For most, it would be a step back. But for 30-year-old Chhavi Rajawat, leaving behind corporate glamour and city life to head back to her village Soda, 60 km from Jaipur, as its sarpanch has been a journey to her roots. She says she’s paying her debt to the village she grew up in.
A student of Rishi Valley Bangalore and Lady Shriram College, Rajawat topped up her education with a business management degree. She worked with five comapanies in various capacities before changing focus.
But today, as Chhavi heads NREGA meetings in her village dressed in jeans and T-shirt, she is fast emerging as the changing face of rural Rajasthan. “It should change. There is so much one can do,” she says.
“In fact, my business management degree is helping me take care of the village better. It is a sort of social work that runs in my blood,” says the woman who became sarpanch on February 4.
And it is a change that Chhavi attributes to her grandfather Brig Raghubir Singh. As sarpanch of Soda, years ago, he had made Chhavi’s mother drive through the village without a veil. Villagers looked surprised as the car entered but no one uttered a word.
Rajawat says she waded into politics, backed by the villagers. “There was an uprising against the sarpanch. The villagers did not want him and though I was pitched against his wife and another woman, I managed to win. The villagers see me as the daughter of the village and wanted me to contest,” she says.
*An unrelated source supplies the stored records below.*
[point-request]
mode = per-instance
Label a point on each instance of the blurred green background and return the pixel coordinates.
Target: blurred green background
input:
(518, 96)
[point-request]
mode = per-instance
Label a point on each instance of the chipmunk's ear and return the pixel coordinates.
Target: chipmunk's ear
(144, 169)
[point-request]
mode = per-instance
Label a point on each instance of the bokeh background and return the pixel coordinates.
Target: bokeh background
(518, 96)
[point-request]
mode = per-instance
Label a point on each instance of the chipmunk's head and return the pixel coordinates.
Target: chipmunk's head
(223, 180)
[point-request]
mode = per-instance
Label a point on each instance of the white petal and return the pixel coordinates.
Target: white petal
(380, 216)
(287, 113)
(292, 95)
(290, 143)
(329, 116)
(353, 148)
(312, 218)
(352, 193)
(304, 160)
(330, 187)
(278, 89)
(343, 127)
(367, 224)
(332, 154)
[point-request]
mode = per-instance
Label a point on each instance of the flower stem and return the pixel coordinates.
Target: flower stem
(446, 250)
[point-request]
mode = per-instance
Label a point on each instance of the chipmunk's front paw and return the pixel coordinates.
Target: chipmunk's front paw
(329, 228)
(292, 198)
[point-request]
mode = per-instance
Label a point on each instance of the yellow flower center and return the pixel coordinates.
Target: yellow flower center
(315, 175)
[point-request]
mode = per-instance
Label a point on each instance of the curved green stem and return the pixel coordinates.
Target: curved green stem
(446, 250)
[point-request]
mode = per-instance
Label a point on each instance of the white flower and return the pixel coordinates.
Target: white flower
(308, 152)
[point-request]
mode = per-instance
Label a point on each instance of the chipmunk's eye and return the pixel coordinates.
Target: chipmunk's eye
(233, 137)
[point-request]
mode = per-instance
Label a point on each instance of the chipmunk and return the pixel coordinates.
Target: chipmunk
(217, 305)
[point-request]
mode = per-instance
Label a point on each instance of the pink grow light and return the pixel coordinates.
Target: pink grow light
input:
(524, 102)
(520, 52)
Chhavi Rajawat, the corporate girl-turned-sarpanch from Rajasthan, says she’s used to rural life. “I am used to it. I grew up playing with kids of farmers. Besides, my parental house is in Soda, so I spend time there and don’t miss anything. I am pretty comfortable,” she says. Besides being sarpanch, she also tends to a hotel that the family owns in Jaipur and the numerous horses that are part of her riding school. “It’s a passion,” she explains.
She’s also trying to change mindsets. “Villagers have got used to not working and taking partial payment for NREGA. I have to change that. I go on surprise visits and give them a scolding or two if they are not working,” she says. “But my focus is on bringing safe drinking water and increasing job opportunities in the village by involving NGOs,” says Rajawat.